John David Washington (son of Denzel, he was in Malcolm X (1992), which came out when he was eight, and 37 episodes of Ballers, which I haven't seen) is very good as Stallworth, as is Adam Driver (before I mentioned him in The Meyerowitz Stories, I wrote about him in Logan Lucky) as Stallworth's colleague Flip Zimmerman. The lovely Laura Harrier (Peter Parker's crush in Spider-Man: Homecoming, though I neglected to say so) is appropriately intense as head of the Black Student Union and Stallworth's love interest Patrice. Topher Grace (profiled in Truth) is quite convincing as KKK leader David Duke, and Paul Walter Hauser adds comic relief to the hatred, as he added it to the stupidity in I, Tonya.
Director/co-writer Spike Lee (last blogged for Chi-Raq) co-writes with his Chi-Raq collaborator Kevin Willmott as well as Charlie Wachtel and David Rabinowitz, both making their feature debuts.

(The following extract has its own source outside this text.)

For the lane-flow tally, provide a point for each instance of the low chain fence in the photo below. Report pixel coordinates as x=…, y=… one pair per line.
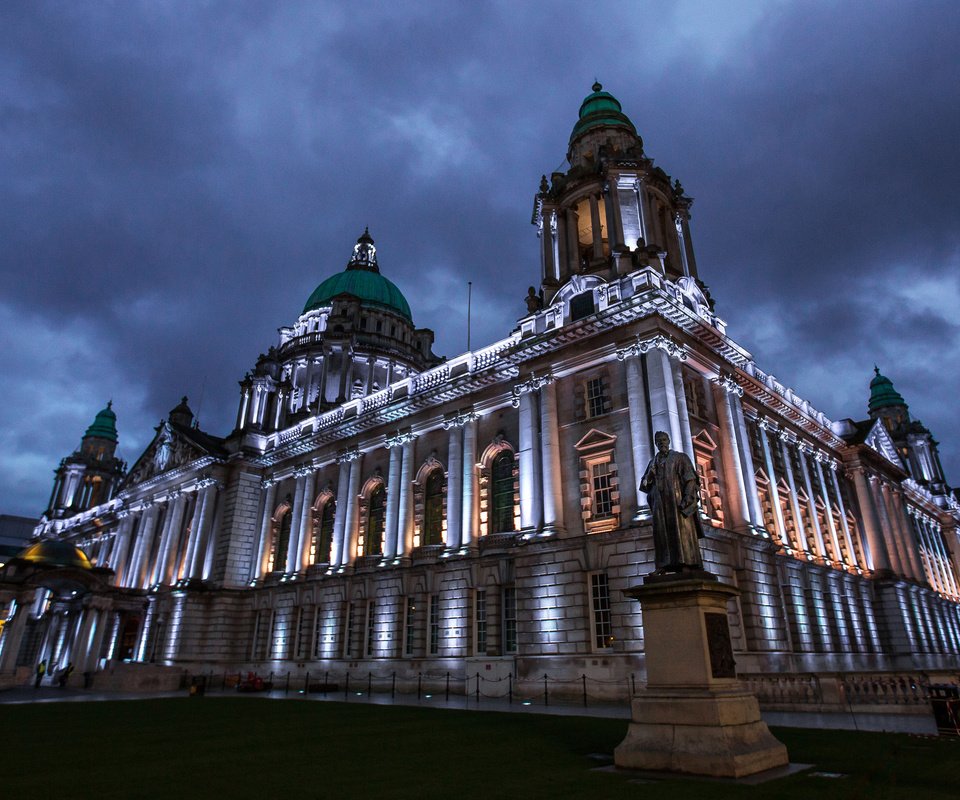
x=544, y=690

The overt racism of many of the characters was hard to watch for this liberal white person, but it's nothing new for Lee, whose movie Bamboozled (2000) was about someone who thought a blackface minstrel TV show would be a disaster, but, like Springtime for Hitler in The Producers, was a hit.
Speaking of music, you can stream Terence Blanchard's (most recently in these pages for Black or White and Chi-Raq--he's a frequent composer for Lee) original score from this link on spotify and many of the songs from this page.
95% of Rotten Tomatoes' critics aren't wrong, nor are 80% of its audiences. I was so excited to see this when we got back home that I didn't wait for Jack and watched it Sunday when he was busy. He'll catch up.